A Covid voltou nos EUA, mas cientistas veem perigo menor

As férias no hemisfério norte já passaram e, mais uma vez, os norte-americanos enfrentam uma onda de doenças respiratórias, incluindo a Covid-19. Mas até agora o aumento da doença neste inverno parece menos mortal do que no ano passado, e muito menor do que em 2022, quando o surto da variante ômicron paralisou o país.
Mas as tendências nos dados de águas residuais, testes positivos, visitas aos serviços de emergência, taxas de internação e mortes apontam aumento das infecções em todas as regiões dos Estados Unidos, de acordo com o CDC. Estes padrões levaram muitos hospitais a restabelecer o uso de máscaras, depois de inicialmente resistirem a um regresso a elas neste outono.

Assim como nos anos anteriores, os números vêm aumentando constantemente durante o inverno e espera-se que cresçam ainda mais após as viagens e confraternizações de férias. Muitas infecções são causadas por uma nova variante, a JN.1, que se espalhou rapidamente pelo mundo nas últimas semanas.

Qdenga: 5 pontos sobre nova vacina da dengue

A vacina contra a dengue conhecida como Qdenga foi incorporada no Programa Nacional de Imunizações (PNI) pelo Ministério da Saúde. A previsão é que comece a ser oferecida a partir de fevereiro, de forma gratuita.

Com essa iniciativa, o Brasil se torna o primeiro país do mundo a oferecer o imunizante no sistema público de saúde.

Em clínicas privadas, a Qdenga também está disponível em países da União Europeia, Indonésia, Tailândia e Argentina.

A vacina é fabricada pela farmacêutica Takeda Pharma e ainda não será oferecida em larga escala porque a empresa ainda possui uma capacidade restrita de fornecimento de doses.

Pesquisadores usam IA para criar remédio para malária

Com auxílio de inteligência artificial (IA), pesquisadores da Unicamp, USP e UFG identificaram remédios para malária já aprovados para o uso em humanos, ou em fase de estudo clínico. O alvo do trabalho, divulgado na revista ACS Omega, foi o Plasmodium falciparum, espécie responsável pelos casos mais graves da doença no país.

Segundo os autores, o uso de ferramentas computacionais pode facilitar a descoberta de fármacos contra o parasita, que tem capacidade de desenvolver resistência rapidamente.

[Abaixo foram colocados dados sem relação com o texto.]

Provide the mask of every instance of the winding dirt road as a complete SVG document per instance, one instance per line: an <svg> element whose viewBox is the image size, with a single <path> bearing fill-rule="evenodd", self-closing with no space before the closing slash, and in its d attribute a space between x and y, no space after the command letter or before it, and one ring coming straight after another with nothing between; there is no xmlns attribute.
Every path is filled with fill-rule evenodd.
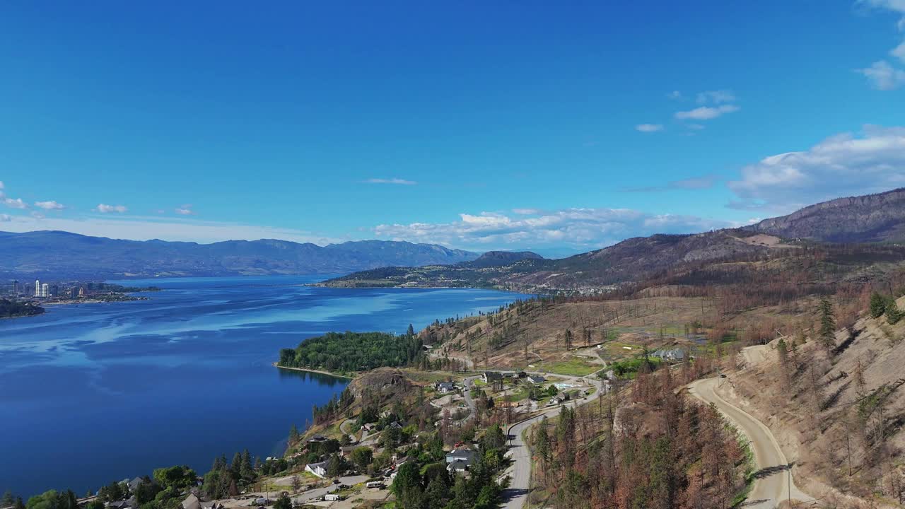
<svg viewBox="0 0 905 509"><path fill-rule="evenodd" d="M791 466L786 455L769 428L748 412L727 402L717 394L717 388L726 379L713 378L691 382L689 392L705 403L713 403L724 416L745 434L754 452L756 476L751 493L743 507L753 509L773 509L780 502L790 497L793 501L812 503L814 498L805 495L795 485L789 469ZM798 506L809 507L812 504Z"/></svg>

Pague Menos testa conversão de farmácias da Extrafarma

As farmácias da Extrafarma pareciam simbolizar uma retomada do movimento de fusões e aquisições no varejo farmacêutico brasileiro, que até então só havia acontecido no início da década passada com a Raia Drogasil e o Grupo DPSP.

Em 2022, a Pague Menos investiu R$ 737 milhões na compra da oitava maior rede de farmácias do país – sétima se consideradas apenas as redes associadas à Abrafarma. De acordo com o ranking da Sociedade Brasileira de Varejo e Consumo (SBVC), a Extrafarma detinha um faturamento de R$ 2,1 bilhões e 481 PDVs.

A aquisição aumentou de 1.165 para 1.646 o número de lojas da Pague Menos, mas o market share teve avanço tímido de 5,7% para 6,1%. A pressão sobre custos aumentou e o resultado fica escancarado na relação entre receita e despesa. Enquanto a lucratividade líquida totalizava R$ 192 milhões em 2022, a varejista cearense convive com um prejuízo de R$ 12,3 milhões no balanço de janeiro a setembro de 2023.

Em novembro do ano passado, a Pague Menos oficializou a intenção de fechar 20 PDVs da Extrafarma. Antes desse anúncio, oito unidades haviam sido fechadas em razão de condições concorrenciais do Conselho Administrativo de Defesa Econômica (Cade) e outras 35 por razões operacionais.

E com a revisão para baixo da expansão territorial, a companhia viu suas ações na B3 despencarem mais de 11% na semana passada. Analistas do Itaú BBA rebaixaram a recomendação de compra dos papéis da varejista, que passou para o status neutro, e reduziram o preço-alvo de R$ 5 para R$ 4,20 até o fim deste ano.